Effortless
Michael Neill was the first person I heard use the term effortless success. It much intrigued me because it seemed to stand in absolute contradiction to a universally accepted concept of success, which is that it is the product of hard work, of effort. In fact, because success is such a valuable commodity, and because no one receives valuable commodities for free, hard work feels like the necessary price we pay for success’s commensurate reward. And don’t most writers appear to be working hard? Look, there is the first-time novelist, waking every morning two hours before her family rises to pound out her 1,000 words. Look, there is the sixty year-old writer visiting 29 bookstores in 27 days to promote his 10th book. Look, there we all are, alone, rewriting, and rewriting, and rewriting, lying awake at night wondering if this will be the book that simply doesn’t come together.

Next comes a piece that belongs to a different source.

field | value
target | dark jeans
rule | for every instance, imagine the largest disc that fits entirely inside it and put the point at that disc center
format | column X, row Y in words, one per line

Quite a compelling portrait that. Shed a tear for us all, we bear our cross stoically. But is not effort the expenditure of energy against an outside force? Would we not say that walking up a mountain requires effort, while walking down a mountain requires just balance to keep our feet under us? In this way, writers – or anyone doing what they love – are inverted mountain climbers. There is far more effort expended by the choice not write than is expended in the actual writing.
For me, writing, speaking, and interviewing are different facets of the same work. The other day I finished an interview with a writer that had gone particularly well. It was, by my standards, as successful an interview as I could have. Yet it required absolutely no effort. In fact, it was the opposite of effort. It was so easy, so effortless, and yet so successful it almost felt like cheating. I had to remind myself again that what I am doing is called work. It didn’t feel like work any more, I am guessing, than a dolphin considers swimming work.
Every day I must remind myself that this effortlessness is the correct way to work and to live. The hardest, the most effortful thing we will ever do is to move against ourselves. We will provide more resistance than the tallest mountain. And so, as the saying goes, we seek the path of least resistance, the way that leads directly you.